The activities carried out in ACCENTO project contributes to the WP2.4.2 of the ENGINE GAM of the CleanSky2 JU. The WP2 - Ultra High Propulsive Efficiency (UHPE) demonstrator, addressing Short/Medium Range aircraft market, represents one of the pillar demonstrator and activities of the Engines ITD of the CleanSky2 JU. In particular, the development of the LPT (WP2.4) is one of the most critical steps for the achievement of the high level objectives of the demonstrator in terms of aerodynamic efficiency. The LPT efficiency optimization requires to minimize airflow leakages between the static parts and the rotating parts; such goal can be achieved implementing an active clearance control system.

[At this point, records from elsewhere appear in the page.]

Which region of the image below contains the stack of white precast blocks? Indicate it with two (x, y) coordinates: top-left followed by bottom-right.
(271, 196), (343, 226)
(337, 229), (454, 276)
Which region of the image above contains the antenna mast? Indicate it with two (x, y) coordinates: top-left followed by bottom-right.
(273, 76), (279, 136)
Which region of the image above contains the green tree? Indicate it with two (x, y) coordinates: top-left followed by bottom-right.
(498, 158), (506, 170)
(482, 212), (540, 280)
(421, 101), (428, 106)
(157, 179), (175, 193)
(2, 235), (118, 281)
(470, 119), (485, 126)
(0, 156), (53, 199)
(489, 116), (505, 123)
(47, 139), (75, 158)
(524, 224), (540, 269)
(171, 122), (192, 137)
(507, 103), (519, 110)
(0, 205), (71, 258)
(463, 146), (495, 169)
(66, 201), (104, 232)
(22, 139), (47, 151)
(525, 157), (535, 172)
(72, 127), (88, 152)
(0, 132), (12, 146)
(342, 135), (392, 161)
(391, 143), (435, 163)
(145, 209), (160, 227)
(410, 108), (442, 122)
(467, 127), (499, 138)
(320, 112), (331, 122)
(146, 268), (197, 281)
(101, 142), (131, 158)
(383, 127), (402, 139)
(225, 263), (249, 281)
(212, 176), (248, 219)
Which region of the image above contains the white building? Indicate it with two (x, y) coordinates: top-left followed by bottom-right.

In the ACCENTO (Active Clearance Control dEsigN and characTerizatiOn) project a series of advanced investigations on different LPT Active Clearance Control (LPTACC) system pipes and target plates have been carried out. Outcomes of the project are the development of design and verification procedures to reliably predict the aero-thermal behavior of such impingement cooling system. This goal has been reached by means of dedicated experimental tests and numerical simulations. A dedicated modular test rig has been designed, manufactured and then operated at engine representative conditions providing reliable data for impingement cooling heat transfer characterization in a wide range of operating points. The radiative heat transfer impact on the system performance has been also accounted for, implementing a dedicated test rig upgrade capable of high target surface temperature levels. The rig provided high quality data under highly controlled operating conditions generating boundary conditions to validate CFD tools for the heat transfer and, more in general, for the ACC system characterization.

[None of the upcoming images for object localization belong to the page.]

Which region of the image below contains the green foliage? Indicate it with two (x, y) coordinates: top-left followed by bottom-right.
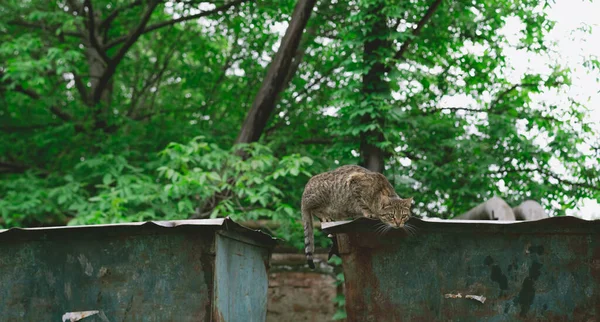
(0, 137), (312, 242)
(1, 0), (599, 235)
(329, 255), (347, 320)
(0, 137), (312, 244)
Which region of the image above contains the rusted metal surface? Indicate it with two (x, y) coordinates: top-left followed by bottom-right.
(323, 216), (600, 322)
(0, 218), (276, 321)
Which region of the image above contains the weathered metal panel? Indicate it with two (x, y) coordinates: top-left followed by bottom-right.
(0, 218), (276, 322)
(213, 231), (272, 322)
(323, 216), (600, 322)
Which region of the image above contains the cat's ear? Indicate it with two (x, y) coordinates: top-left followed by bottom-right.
(402, 197), (413, 206)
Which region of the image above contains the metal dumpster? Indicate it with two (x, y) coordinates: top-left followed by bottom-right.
(323, 216), (600, 322)
(0, 218), (276, 322)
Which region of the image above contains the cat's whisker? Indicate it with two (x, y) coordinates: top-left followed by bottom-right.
(374, 222), (392, 236)
(407, 227), (415, 237)
(383, 225), (392, 234)
(373, 221), (386, 231)
(378, 224), (391, 236)
(407, 222), (419, 233)
(403, 223), (418, 236)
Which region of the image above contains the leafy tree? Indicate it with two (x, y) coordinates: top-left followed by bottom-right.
(1, 0), (598, 245)
(273, 0), (600, 218)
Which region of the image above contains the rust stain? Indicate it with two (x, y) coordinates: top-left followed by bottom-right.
(212, 307), (225, 322)
(341, 232), (440, 322)
(329, 217), (600, 321)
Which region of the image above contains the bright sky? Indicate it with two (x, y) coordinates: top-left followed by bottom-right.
(511, 0), (600, 220)
(431, 0), (600, 220)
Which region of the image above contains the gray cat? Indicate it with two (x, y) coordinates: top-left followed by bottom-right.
(301, 165), (413, 268)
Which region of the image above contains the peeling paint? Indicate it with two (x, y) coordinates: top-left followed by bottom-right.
(0, 218), (276, 321)
(465, 294), (486, 303)
(444, 293), (463, 299)
(97, 266), (108, 278)
(324, 216), (600, 321)
(64, 282), (72, 300)
(444, 293), (486, 304)
(77, 254), (94, 277)
(61, 310), (99, 322)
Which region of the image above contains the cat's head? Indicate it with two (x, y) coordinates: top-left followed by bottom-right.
(380, 197), (413, 227)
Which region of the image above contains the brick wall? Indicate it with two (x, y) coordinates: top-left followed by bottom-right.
(267, 271), (337, 322)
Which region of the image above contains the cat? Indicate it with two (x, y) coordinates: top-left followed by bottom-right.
(301, 165), (413, 268)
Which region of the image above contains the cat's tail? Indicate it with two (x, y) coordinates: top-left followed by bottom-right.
(302, 206), (316, 269)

The project is successfully completed reaching the planned goals that can be summarized as follows:
• the design, commissioning and testing of a modular rig for LPTACC impingement heat transfer coefficient measurements
• the validation of suitable CFD methodologies
• development of reliable tools and methodologies, experimentally validated, for a dependable and really optimized ACC configurations design
Thanks to the modular nature and flexibility of the developed rig, future and successive tests and analyses will be possible.